In the synthetic data, the t-SNE and UMAP algorithms score equally well in reducing each measurement from a 784 dimensional space (28 × 28) down to the 3 dimensional feature space. On the experimental datasets, however, UMAP tends to perform better. This difference emphasizes the need for labeled data which resembles as closely as possible the experimental data, as synthetic data may not capture all the experimental complexity. We note that UMAP has become the new state-of-the-art method for dimensionality reduction, surpassing t-SNE in several applications67,68. While t-SNE reproduces well the local structure of the data, UMAP reproduces both the local and large-scale structure42. Moreover, one could also investigate more advanced variants of UMAP69 that could lead to even higher FM indices. Along the same lines, the use of more sophisticated clustering algorithms involving convolutional neural networks that can directly be applied to the 28 × 28 image merit additional research as some of them have proven to be highly accurate on the MNIST and other databases57, despite their high computational cost.

Conclusion

In conclusion, we have introduced an optimized three-step workflow for the classification of univariate measurement data.

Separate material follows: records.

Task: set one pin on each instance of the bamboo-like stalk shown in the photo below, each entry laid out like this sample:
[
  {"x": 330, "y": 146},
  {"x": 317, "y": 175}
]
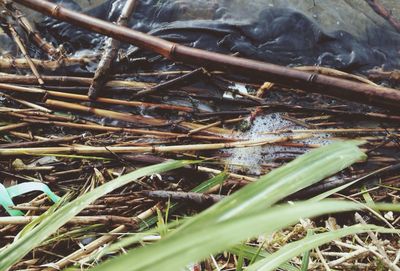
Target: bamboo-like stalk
[
  {"x": 110, "y": 52},
  {"x": 120, "y": 150},
  {"x": 385, "y": 97},
  {"x": 52, "y": 65},
  {"x": 9, "y": 87}
]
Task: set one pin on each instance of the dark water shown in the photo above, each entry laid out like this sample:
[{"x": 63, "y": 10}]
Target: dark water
[{"x": 278, "y": 35}]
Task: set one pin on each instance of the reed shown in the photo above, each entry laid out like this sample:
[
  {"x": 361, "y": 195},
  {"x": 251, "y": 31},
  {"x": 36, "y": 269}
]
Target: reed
[
  {"x": 52, "y": 65},
  {"x": 15, "y": 88},
  {"x": 152, "y": 149},
  {"x": 69, "y": 81},
  {"x": 342, "y": 88},
  {"x": 102, "y": 128}
]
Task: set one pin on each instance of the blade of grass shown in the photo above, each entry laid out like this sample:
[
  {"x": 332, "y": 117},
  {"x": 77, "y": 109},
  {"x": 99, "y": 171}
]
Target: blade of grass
[
  {"x": 280, "y": 183},
  {"x": 306, "y": 255},
  {"x": 256, "y": 254},
  {"x": 177, "y": 250},
  {"x": 294, "y": 249},
  {"x": 52, "y": 223}
]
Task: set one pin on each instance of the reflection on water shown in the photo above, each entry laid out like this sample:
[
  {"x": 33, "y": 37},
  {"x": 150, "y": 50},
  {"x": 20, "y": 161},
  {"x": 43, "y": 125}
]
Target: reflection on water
[{"x": 344, "y": 34}]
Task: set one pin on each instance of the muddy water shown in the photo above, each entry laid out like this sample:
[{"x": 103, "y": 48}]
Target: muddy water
[{"x": 344, "y": 34}]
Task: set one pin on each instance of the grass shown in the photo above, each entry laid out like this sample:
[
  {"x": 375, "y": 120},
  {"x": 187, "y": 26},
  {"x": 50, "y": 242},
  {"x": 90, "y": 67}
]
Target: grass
[{"x": 249, "y": 212}]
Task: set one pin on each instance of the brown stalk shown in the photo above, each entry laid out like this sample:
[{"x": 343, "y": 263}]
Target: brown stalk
[
  {"x": 46, "y": 142},
  {"x": 13, "y": 126},
  {"x": 126, "y": 116},
  {"x": 342, "y": 88},
  {"x": 24, "y": 52},
  {"x": 92, "y": 246},
  {"x": 110, "y": 52},
  {"x": 33, "y": 35},
  {"x": 119, "y": 150},
  {"x": 77, "y": 220},
  {"x": 85, "y": 98},
  {"x": 96, "y": 127},
  {"x": 21, "y": 63},
  {"x": 69, "y": 81},
  {"x": 107, "y": 113}
]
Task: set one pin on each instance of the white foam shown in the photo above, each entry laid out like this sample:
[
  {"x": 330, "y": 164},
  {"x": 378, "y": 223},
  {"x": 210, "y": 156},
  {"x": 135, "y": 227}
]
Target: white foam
[{"x": 250, "y": 160}]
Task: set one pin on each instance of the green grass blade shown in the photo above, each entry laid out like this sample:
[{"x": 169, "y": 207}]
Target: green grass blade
[
  {"x": 306, "y": 255},
  {"x": 203, "y": 187},
  {"x": 294, "y": 249},
  {"x": 282, "y": 182},
  {"x": 255, "y": 255},
  {"x": 177, "y": 250},
  {"x": 52, "y": 223}
]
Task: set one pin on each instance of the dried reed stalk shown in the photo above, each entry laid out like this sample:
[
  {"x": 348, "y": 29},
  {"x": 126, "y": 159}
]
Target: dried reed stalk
[
  {"x": 21, "y": 63},
  {"x": 153, "y": 149},
  {"x": 14, "y": 34},
  {"x": 342, "y": 88},
  {"x": 9, "y": 87},
  {"x": 101, "y": 128},
  {"x": 69, "y": 81},
  {"x": 30, "y": 31}
]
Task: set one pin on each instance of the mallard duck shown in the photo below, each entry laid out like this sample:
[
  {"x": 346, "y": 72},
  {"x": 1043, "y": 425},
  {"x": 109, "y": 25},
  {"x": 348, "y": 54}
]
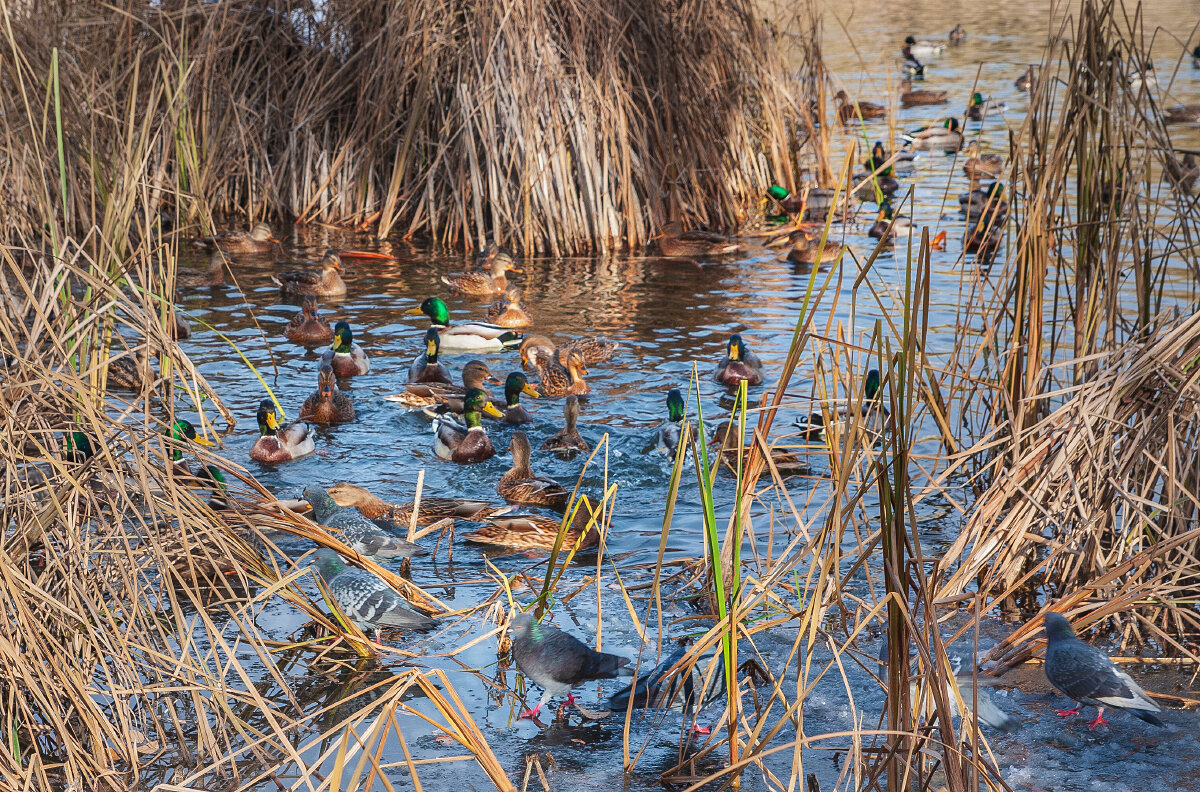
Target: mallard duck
[
  {"x": 725, "y": 442},
  {"x": 468, "y": 336},
  {"x": 211, "y": 276},
  {"x": 258, "y": 240},
  {"x": 979, "y": 166},
  {"x": 509, "y": 311},
  {"x": 911, "y": 97},
  {"x": 397, "y": 517},
  {"x": 514, "y": 411},
  {"x": 327, "y": 405},
  {"x": 891, "y": 226},
  {"x": 880, "y": 157},
  {"x": 945, "y": 136},
  {"x": 181, "y": 432},
  {"x": 469, "y": 443},
  {"x": 671, "y": 431},
  {"x": 739, "y": 364},
  {"x": 280, "y": 443},
  {"x": 924, "y": 48},
  {"x": 984, "y": 238},
  {"x": 568, "y": 441},
  {"x": 850, "y": 111},
  {"x": 1183, "y": 174},
  {"x": 989, "y": 199},
  {"x": 1182, "y": 114},
  {"x": 558, "y": 379},
  {"x": 1029, "y": 79},
  {"x": 534, "y": 532},
  {"x": 809, "y": 249},
  {"x": 426, "y": 367},
  {"x": 676, "y": 243},
  {"x": 978, "y": 107},
  {"x": 325, "y": 281},
  {"x": 874, "y": 185},
  {"x": 520, "y": 485},
  {"x": 487, "y": 283},
  {"x": 910, "y": 65},
  {"x": 306, "y": 327},
  {"x": 789, "y": 203},
  {"x": 345, "y": 357}
]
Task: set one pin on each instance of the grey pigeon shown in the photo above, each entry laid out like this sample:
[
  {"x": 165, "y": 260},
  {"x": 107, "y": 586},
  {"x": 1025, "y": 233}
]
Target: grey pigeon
[
  {"x": 363, "y": 535},
  {"x": 556, "y": 660},
  {"x": 683, "y": 690},
  {"x": 365, "y": 599},
  {"x": 1086, "y": 675},
  {"x": 989, "y": 712}
]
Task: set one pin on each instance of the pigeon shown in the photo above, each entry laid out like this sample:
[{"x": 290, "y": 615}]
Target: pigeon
[
  {"x": 989, "y": 712},
  {"x": 682, "y": 690},
  {"x": 365, "y": 599},
  {"x": 1086, "y": 675},
  {"x": 556, "y": 660},
  {"x": 363, "y": 535}
]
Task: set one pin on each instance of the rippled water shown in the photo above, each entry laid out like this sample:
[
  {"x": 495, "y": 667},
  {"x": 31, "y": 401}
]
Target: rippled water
[{"x": 669, "y": 316}]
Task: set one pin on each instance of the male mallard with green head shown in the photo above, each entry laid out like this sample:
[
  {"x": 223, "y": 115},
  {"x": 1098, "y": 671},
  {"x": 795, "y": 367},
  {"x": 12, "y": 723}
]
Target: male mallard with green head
[
  {"x": 521, "y": 485},
  {"x": 945, "y": 136},
  {"x": 328, "y": 405},
  {"x": 345, "y": 357},
  {"x": 426, "y": 367},
  {"x": 514, "y": 411},
  {"x": 468, "y": 336},
  {"x": 279, "y": 443},
  {"x": 469, "y": 443},
  {"x": 739, "y": 364}
]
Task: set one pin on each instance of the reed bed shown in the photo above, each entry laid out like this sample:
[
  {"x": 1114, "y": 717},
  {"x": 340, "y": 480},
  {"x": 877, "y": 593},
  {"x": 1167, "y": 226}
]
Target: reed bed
[
  {"x": 549, "y": 126},
  {"x": 1068, "y": 408}
]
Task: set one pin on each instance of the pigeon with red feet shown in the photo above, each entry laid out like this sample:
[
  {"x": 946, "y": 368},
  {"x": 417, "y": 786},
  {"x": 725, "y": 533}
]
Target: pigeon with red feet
[
  {"x": 1087, "y": 676},
  {"x": 556, "y": 660}
]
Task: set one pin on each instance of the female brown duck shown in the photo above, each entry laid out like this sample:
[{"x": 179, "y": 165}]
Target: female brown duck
[
  {"x": 307, "y": 327},
  {"x": 327, "y": 405},
  {"x": 558, "y": 379},
  {"x": 521, "y": 485},
  {"x": 325, "y": 281}
]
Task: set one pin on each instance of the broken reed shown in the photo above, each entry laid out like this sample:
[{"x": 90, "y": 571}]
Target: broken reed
[{"x": 550, "y": 125}]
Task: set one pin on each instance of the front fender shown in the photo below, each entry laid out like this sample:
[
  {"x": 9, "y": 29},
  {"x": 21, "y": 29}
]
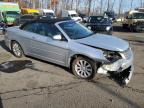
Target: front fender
[{"x": 90, "y": 52}]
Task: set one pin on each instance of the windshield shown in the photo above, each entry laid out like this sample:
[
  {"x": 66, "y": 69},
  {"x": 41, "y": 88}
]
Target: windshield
[
  {"x": 74, "y": 15},
  {"x": 75, "y": 30},
  {"x": 12, "y": 14},
  {"x": 138, "y": 15},
  {"x": 110, "y": 14}
]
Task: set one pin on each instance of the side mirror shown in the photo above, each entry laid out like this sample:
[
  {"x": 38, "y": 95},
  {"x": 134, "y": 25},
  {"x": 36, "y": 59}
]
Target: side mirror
[{"x": 57, "y": 37}]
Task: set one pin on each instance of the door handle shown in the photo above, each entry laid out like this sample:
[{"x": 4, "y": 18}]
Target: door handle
[{"x": 33, "y": 38}]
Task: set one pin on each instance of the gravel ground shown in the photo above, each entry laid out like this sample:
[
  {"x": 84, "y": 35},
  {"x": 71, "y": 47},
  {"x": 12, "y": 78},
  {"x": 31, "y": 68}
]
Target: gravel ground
[{"x": 46, "y": 85}]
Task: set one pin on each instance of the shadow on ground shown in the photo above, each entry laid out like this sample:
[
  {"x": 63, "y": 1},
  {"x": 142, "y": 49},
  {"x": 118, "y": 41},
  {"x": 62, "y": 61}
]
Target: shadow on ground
[
  {"x": 1, "y": 105},
  {"x": 15, "y": 66},
  {"x": 2, "y": 44},
  {"x": 105, "y": 88}
]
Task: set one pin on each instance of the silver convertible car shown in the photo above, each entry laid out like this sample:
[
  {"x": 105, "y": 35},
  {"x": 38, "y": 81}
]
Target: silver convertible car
[{"x": 70, "y": 44}]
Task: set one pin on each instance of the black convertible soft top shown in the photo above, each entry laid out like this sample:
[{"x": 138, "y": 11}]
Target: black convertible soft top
[{"x": 45, "y": 21}]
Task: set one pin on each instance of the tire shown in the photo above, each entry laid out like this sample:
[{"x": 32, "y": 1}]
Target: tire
[
  {"x": 84, "y": 68},
  {"x": 131, "y": 28},
  {"x": 17, "y": 49}
]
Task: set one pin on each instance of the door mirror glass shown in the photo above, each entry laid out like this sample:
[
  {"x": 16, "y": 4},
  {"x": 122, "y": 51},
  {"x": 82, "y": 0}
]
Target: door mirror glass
[{"x": 57, "y": 37}]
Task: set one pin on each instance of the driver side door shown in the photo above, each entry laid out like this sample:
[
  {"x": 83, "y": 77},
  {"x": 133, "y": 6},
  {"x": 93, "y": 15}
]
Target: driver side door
[{"x": 46, "y": 48}]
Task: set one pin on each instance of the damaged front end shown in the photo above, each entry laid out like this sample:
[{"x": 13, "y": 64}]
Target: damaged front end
[{"x": 120, "y": 66}]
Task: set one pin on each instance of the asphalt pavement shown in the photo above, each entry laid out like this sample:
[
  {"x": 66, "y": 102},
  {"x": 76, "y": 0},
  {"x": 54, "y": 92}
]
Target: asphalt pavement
[{"x": 32, "y": 83}]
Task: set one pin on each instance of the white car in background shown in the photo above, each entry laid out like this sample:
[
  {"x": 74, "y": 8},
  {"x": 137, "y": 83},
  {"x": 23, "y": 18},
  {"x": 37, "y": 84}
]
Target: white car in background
[{"x": 71, "y": 14}]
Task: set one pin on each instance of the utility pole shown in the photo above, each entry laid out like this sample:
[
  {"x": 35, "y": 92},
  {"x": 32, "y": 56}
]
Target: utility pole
[
  {"x": 101, "y": 6},
  {"x": 131, "y": 4}
]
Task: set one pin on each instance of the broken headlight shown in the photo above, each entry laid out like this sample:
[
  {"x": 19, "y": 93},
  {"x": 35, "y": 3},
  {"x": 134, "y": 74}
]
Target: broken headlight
[{"x": 112, "y": 56}]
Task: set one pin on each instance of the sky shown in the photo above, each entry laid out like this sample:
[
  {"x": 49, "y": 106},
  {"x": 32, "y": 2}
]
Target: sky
[{"x": 126, "y": 5}]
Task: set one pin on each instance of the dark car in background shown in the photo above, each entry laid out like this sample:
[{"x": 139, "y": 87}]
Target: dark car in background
[
  {"x": 2, "y": 27},
  {"x": 84, "y": 17},
  {"x": 100, "y": 24},
  {"x": 24, "y": 18},
  {"x": 110, "y": 14}
]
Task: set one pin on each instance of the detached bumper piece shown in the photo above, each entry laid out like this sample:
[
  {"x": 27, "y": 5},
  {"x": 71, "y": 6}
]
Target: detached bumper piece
[
  {"x": 121, "y": 70},
  {"x": 124, "y": 77}
]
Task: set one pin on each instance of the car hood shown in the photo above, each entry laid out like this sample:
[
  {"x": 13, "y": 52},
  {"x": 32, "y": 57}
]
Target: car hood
[{"x": 106, "y": 42}]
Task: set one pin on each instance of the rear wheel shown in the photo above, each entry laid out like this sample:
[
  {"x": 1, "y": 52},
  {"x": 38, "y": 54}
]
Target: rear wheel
[
  {"x": 84, "y": 68},
  {"x": 17, "y": 49}
]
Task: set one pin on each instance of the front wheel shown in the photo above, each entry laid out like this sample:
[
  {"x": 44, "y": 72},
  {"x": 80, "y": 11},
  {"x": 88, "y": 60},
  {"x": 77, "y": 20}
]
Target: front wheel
[
  {"x": 84, "y": 68},
  {"x": 16, "y": 49}
]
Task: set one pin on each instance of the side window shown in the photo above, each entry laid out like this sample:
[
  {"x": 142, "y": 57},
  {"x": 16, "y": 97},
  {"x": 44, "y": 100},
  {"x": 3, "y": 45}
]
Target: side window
[
  {"x": 48, "y": 30},
  {"x": 30, "y": 27}
]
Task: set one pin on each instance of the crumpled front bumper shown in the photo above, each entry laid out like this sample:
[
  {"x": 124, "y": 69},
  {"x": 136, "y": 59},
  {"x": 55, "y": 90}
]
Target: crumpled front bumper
[{"x": 122, "y": 68}]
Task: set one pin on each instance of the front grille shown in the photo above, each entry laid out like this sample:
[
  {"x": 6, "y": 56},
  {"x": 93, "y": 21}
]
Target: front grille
[
  {"x": 127, "y": 54},
  {"x": 99, "y": 28}
]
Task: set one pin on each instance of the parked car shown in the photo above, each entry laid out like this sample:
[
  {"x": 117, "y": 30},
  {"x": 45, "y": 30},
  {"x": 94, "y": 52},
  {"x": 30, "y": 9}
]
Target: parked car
[
  {"x": 134, "y": 21},
  {"x": 2, "y": 27},
  {"x": 100, "y": 24},
  {"x": 84, "y": 17},
  {"x": 71, "y": 14},
  {"x": 24, "y": 18},
  {"x": 110, "y": 14},
  {"x": 47, "y": 12},
  {"x": 70, "y": 44}
]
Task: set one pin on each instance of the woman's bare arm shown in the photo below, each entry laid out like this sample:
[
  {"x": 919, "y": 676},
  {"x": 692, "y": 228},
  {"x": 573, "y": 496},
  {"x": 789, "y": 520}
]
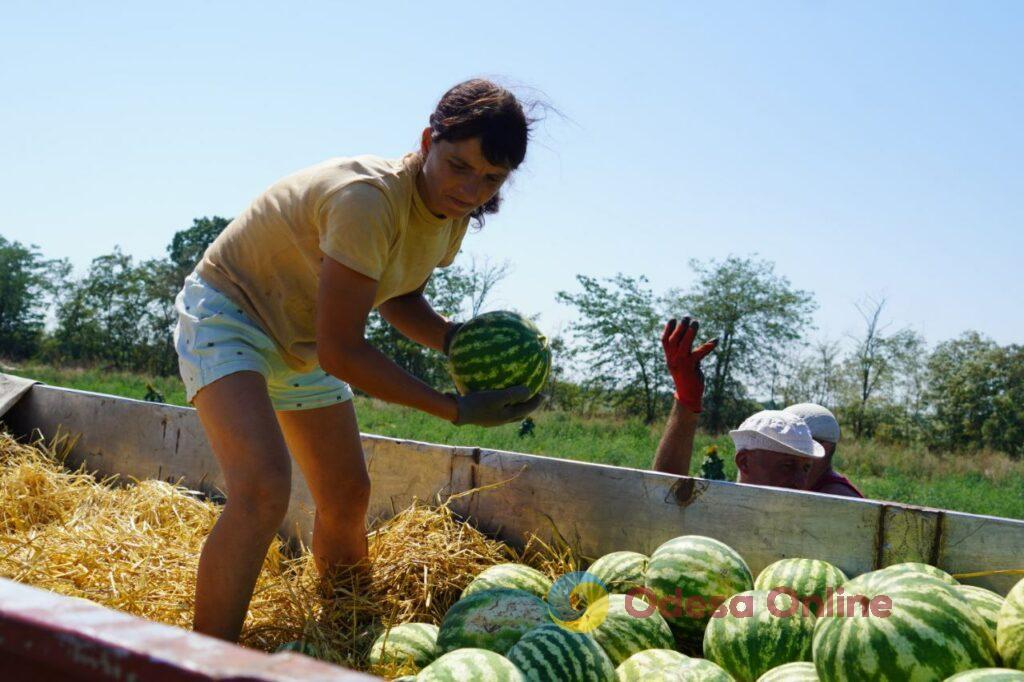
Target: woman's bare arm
[{"x": 344, "y": 301}]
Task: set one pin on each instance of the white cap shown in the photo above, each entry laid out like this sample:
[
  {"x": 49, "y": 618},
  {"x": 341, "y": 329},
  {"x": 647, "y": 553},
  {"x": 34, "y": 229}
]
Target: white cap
[
  {"x": 777, "y": 431},
  {"x": 822, "y": 422}
]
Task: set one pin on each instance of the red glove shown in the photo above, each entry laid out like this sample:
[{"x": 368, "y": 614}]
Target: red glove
[{"x": 684, "y": 360}]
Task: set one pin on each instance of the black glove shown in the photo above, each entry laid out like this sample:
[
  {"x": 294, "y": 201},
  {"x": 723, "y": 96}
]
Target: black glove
[
  {"x": 450, "y": 334},
  {"x": 496, "y": 408}
]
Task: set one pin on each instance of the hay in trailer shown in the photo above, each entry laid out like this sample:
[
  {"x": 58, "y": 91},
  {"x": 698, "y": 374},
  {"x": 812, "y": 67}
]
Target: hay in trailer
[{"x": 134, "y": 546}]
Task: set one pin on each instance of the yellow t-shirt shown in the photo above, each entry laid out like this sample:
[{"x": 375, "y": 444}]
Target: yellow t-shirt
[{"x": 365, "y": 212}]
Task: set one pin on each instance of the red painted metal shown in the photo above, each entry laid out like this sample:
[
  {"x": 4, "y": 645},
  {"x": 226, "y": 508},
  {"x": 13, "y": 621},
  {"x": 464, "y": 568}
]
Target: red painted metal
[{"x": 45, "y": 636}]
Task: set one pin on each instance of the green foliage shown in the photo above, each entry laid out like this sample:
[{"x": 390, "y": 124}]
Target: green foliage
[
  {"x": 619, "y": 330},
  {"x": 976, "y": 389},
  {"x": 985, "y": 483},
  {"x": 454, "y": 292},
  {"x": 27, "y": 281},
  {"x": 712, "y": 468},
  {"x": 756, "y": 314}
]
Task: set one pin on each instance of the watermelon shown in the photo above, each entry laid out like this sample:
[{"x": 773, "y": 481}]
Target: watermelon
[
  {"x": 630, "y": 626},
  {"x": 988, "y": 675},
  {"x": 511, "y": 576},
  {"x": 552, "y": 652},
  {"x": 620, "y": 571},
  {"x": 930, "y": 631},
  {"x": 1010, "y": 632},
  {"x": 688, "y": 577},
  {"x": 924, "y": 568},
  {"x": 410, "y": 642},
  {"x": 499, "y": 349},
  {"x": 796, "y": 672},
  {"x": 757, "y": 631},
  {"x": 493, "y": 620},
  {"x": 470, "y": 664},
  {"x": 986, "y": 602},
  {"x": 570, "y": 598},
  {"x": 669, "y": 666},
  {"x": 808, "y": 579}
]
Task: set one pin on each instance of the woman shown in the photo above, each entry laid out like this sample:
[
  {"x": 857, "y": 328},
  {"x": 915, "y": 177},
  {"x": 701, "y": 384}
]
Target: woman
[{"x": 270, "y": 332}]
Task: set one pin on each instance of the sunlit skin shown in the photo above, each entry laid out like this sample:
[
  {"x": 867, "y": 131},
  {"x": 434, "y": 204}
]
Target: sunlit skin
[
  {"x": 457, "y": 178},
  {"x": 762, "y": 467},
  {"x": 822, "y": 465}
]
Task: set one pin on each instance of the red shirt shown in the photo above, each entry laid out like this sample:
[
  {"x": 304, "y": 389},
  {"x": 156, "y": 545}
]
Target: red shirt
[{"x": 835, "y": 478}]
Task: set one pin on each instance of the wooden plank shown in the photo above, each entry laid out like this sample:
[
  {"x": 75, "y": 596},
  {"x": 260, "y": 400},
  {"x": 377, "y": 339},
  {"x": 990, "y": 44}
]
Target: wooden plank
[
  {"x": 908, "y": 534},
  {"x": 152, "y": 440},
  {"x": 600, "y": 509},
  {"x": 972, "y": 543},
  {"x": 79, "y": 640},
  {"x": 596, "y": 508}
]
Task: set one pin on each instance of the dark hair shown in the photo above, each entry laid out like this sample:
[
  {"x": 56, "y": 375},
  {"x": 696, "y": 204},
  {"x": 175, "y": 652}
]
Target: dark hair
[{"x": 479, "y": 108}]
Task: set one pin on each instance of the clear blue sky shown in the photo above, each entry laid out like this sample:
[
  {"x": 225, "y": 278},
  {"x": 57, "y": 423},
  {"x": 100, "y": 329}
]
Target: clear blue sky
[{"x": 864, "y": 147}]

The first two steps (feature space construction and partition algorithm) are based on an extensive benchmark of a wide range of novel and existing methods using 900 simulated datasets with known classes synthesized from experimental break junction traces. By doing so, we have identified specific combinations of feature space construction and partition algorithm yielding high accuracies, highlighting that a careful selection of the feature space construction and partition algorithm can significantly improve the classification results. We also provide guidelines for the estimation of the optimal NoC using a wide range of CVIs. We show that our approach can readily be applied to various types of measurements such as MCBJ conductance-breaking traces, IV curves and Raman spectra, thereby splitting the dataset into statically relevant behaviors.